CD can be managed by following simple steps towards a lifetime of GFD, combined with routine follow-ups with the doctor and a dietician. Consumption of new types of foods should be closely monitored for the appearance of any type of allergic reactions.

 

CD requires prompt treatment with careful monitoring by doctors and knowledgeable dieticians who can design food charts to maintain an overall CD- free health. While considering new foods, one should read the label to check for gluten or warning signs that indicate its presence indirectly.

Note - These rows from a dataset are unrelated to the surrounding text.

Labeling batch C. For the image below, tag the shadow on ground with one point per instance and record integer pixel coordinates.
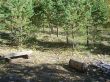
(45, 73)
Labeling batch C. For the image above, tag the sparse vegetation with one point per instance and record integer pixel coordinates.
(56, 30)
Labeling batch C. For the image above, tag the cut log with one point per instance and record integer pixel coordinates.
(78, 65)
(24, 54)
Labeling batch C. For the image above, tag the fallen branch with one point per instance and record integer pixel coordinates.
(23, 54)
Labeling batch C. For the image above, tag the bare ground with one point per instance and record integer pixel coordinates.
(49, 66)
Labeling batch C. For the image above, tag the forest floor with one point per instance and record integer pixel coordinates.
(49, 61)
(49, 66)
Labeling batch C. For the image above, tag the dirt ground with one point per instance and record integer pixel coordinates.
(49, 66)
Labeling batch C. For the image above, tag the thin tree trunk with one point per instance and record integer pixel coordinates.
(57, 31)
(73, 37)
(67, 37)
(87, 31)
(43, 29)
(51, 29)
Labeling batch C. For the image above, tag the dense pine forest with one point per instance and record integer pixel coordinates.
(56, 31)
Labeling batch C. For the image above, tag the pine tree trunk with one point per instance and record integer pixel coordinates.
(57, 31)
(87, 31)
(73, 37)
(67, 37)
(43, 29)
(51, 29)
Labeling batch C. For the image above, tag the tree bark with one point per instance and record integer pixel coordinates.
(87, 31)
(57, 31)
(67, 40)
(79, 66)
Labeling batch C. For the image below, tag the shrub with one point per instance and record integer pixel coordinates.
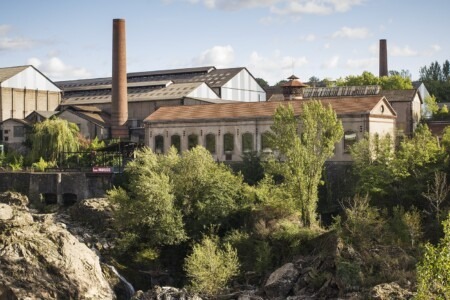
(41, 165)
(433, 272)
(210, 268)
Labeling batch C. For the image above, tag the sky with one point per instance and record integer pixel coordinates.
(273, 39)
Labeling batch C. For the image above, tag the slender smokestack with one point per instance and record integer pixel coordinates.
(383, 58)
(119, 109)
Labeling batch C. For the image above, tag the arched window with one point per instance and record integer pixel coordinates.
(350, 137)
(192, 141)
(247, 142)
(265, 145)
(175, 141)
(228, 143)
(159, 144)
(210, 143)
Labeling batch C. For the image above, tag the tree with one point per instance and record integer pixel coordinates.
(433, 272)
(393, 82)
(305, 155)
(314, 81)
(262, 82)
(146, 215)
(53, 137)
(209, 267)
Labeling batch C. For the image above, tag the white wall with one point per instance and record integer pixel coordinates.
(30, 79)
(243, 87)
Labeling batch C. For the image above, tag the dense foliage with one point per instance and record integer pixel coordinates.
(392, 82)
(52, 137)
(304, 155)
(436, 78)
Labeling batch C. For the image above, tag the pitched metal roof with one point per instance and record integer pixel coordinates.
(150, 93)
(255, 110)
(399, 95)
(216, 78)
(6, 73)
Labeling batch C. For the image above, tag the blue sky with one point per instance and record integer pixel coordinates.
(272, 38)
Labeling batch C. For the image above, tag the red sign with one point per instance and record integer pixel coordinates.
(101, 169)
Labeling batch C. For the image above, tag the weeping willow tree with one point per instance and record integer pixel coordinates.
(53, 137)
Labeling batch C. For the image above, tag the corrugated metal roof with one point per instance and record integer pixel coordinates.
(171, 92)
(399, 95)
(6, 73)
(246, 110)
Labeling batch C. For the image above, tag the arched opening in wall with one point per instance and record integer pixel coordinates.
(69, 199)
(228, 145)
(50, 198)
(159, 144)
(247, 143)
(265, 143)
(192, 141)
(350, 138)
(175, 141)
(210, 143)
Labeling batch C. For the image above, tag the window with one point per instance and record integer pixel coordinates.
(175, 141)
(265, 145)
(350, 137)
(210, 143)
(19, 131)
(228, 143)
(159, 144)
(247, 142)
(192, 141)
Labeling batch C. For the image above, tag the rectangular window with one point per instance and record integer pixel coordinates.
(19, 131)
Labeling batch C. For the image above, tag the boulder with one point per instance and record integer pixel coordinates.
(40, 259)
(390, 291)
(281, 282)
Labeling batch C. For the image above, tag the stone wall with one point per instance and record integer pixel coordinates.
(56, 187)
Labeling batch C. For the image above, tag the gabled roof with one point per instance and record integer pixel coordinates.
(255, 110)
(400, 95)
(90, 113)
(6, 73)
(171, 92)
(216, 78)
(23, 122)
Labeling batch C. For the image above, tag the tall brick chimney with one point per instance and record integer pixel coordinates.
(383, 58)
(119, 109)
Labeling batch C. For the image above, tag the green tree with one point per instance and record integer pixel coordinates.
(433, 272)
(393, 82)
(305, 155)
(208, 193)
(263, 83)
(211, 267)
(53, 137)
(146, 216)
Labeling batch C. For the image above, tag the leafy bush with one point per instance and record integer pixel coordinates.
(210, 268)
(433, 272)
(41, 165)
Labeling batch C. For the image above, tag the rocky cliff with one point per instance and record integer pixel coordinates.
(40, 259)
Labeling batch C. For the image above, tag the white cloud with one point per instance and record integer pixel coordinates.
(363, 63)
(351, 33)
(283, 7)
(308, 38)
(331, 63)
(399, 51)
(219, 56)
(56, 69)
(276, 67)
(15, 43)
(316, 7)
(4, 29)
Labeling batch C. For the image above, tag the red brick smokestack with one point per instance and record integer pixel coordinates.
(383, 58)
(119, 109)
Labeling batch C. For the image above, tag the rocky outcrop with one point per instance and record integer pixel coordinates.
(40, 259)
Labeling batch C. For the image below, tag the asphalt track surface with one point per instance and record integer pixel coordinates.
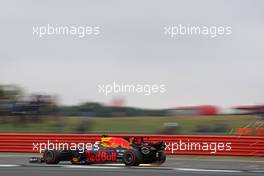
(17, 164)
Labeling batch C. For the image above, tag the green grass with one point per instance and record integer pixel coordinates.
(150, 125)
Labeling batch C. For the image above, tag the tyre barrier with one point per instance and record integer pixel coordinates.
(175, 144)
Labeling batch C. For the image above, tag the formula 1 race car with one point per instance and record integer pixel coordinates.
(132, 152)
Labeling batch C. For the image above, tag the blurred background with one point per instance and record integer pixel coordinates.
(50, 84)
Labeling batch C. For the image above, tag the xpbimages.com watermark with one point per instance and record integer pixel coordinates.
(194, 30)
(55, 145)
(144, 89)
(65, 30)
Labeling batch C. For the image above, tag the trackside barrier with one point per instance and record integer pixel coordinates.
(175, 144)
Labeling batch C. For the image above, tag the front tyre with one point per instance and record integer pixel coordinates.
(51, 157)
(132, 158)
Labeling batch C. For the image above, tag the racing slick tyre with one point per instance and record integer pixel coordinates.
(132, 158)
(161, 158)
(51, 157)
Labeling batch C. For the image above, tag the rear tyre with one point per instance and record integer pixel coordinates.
(132, 158)
(51, 157)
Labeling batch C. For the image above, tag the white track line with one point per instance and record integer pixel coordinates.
(205, 170)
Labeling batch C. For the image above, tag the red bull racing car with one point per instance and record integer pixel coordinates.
(132, 151)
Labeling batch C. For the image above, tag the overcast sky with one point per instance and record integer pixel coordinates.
(132, 48)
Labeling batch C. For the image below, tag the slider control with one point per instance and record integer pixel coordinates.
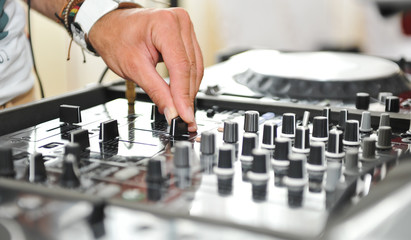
(70, 114)
(108, 130)
(70, 176)
(156, 116)
(37, 170)
(178, 127)
(6, 162)
(81, 137)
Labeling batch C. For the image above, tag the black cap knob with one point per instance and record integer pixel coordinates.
(260, 161)
(365, 122)
(37, 170)
(335, 144)
(251, 121)
(382, 96)
(182, 154)
(70, 114)
(73, 148)
(368, 149)
(269, 135)
(320, 129)
(342, 119)
(230, 134)
(384, 138)
(288, 125)
(207, 144)
(156, 116)
(70, 176)
(108, 130)
(249, 143)
(296, 166)
(392, 104)
(333, 174)
(326, 112)
(362, 101)
(351, 161)
(6, 162)
(225, 161)
(96, 219)
(384, 120)
(178, 128)
(154, 172)
(302, 140)
(81, 137)
(351, 133)
(282, 149)
(317, 150)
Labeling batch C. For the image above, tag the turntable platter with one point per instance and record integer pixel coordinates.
(318, 75)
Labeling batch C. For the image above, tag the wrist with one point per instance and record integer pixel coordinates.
(79, 17)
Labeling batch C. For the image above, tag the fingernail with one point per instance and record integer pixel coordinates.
(192, 127)
(170, 113)
(190, 115)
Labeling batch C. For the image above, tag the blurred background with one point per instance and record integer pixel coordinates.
(231, 25)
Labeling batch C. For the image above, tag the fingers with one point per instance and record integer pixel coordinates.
(179, 54)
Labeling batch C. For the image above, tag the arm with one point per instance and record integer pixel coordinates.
(145, 37)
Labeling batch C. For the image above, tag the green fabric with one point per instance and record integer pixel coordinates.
(4, 19)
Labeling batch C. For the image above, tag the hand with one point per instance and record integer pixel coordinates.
(133, 41)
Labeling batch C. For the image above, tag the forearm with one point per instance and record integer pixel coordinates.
(48, 7)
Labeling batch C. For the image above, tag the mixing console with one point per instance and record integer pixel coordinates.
(105, 172)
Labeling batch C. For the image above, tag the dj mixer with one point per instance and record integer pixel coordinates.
(89, 165)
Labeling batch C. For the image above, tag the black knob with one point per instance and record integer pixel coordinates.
(342, 119)
(316, 157)
(362, 101)
(302, 140)
(365, 122)
(207, 144)
(155, 178)
(384, 120)
(326, 112)
(260, 161)
(333, 174)
(156, 116)
(81, 137)
(178, 128)
(251, 121)
(230, 134)
(182, 154)
(96, 219)
(6, 162)
(37, 170)
(335, 144)
(392, 104)
(249, 143)
(382, 96)
(154, 172)
(70, 176)
(212, 111)
(368, 149)
(288, 125)
(70, 114)
(384, 138)
(225, 161)
(269, 135)
(73, 148)
(351, 133)
(282, 149)
(296, 167)
(108, 130)
(351, 161)
(320, 129)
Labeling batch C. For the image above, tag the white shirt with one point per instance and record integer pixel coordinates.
(15, 55)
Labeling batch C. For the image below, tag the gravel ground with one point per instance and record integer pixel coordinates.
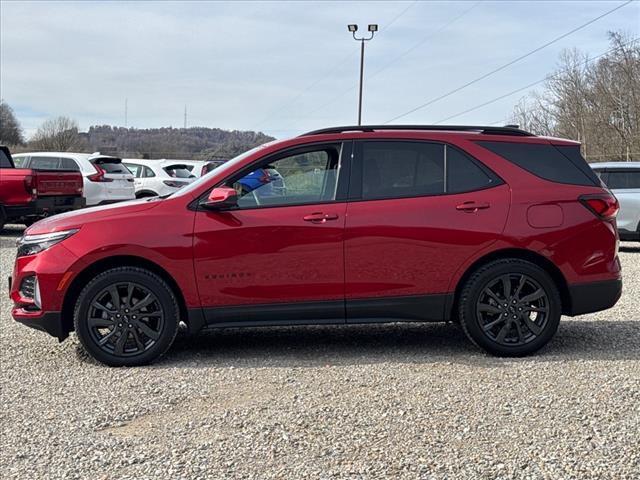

Nowadays, adopting GFD, irrespective of whether one has gluten intolerance or not, is more of a fad than a medical option. It should be remembered that GFD does not necessarily mean healthy food. It is best to consult an expert before opting for GFD.

 

CD is a global concern. Newer diagnostic methods and treatment developments are underway, but till then, eat healthily, stay healthy!

 

References:

  1. Elli L et al. Diagnosis of gluten-related disorders: Celiac disease, wheat allergy and non-celiac gluten sensitivity. World J Gastroenterol. 2015; 21(23): 7110–7119.
  2. Nadhem OM et al. Review and practice guidelines for celiac disease in 2014. Postgrad Med. 2015; 127(3):259-65.
  3. Thomson ABR et al. Celiac disease: Prevalence, diagnosis, pathogenesis and treatment. World J Gastroenterol. 2012; 18(42): 6036–6059.
  4. Murray JA et al.  American College of Gastroenterology Clinical Guideline: Diagnosis and Management of Celiac Disease. Am J Gastroenterol. 2013;  108(5): 656–677.

5. Leffler DA et al. The present and the future in the diagnosis and management of celiac disease. Gastroenterol Rep (Oxf). 2015; 3(1): 3–11.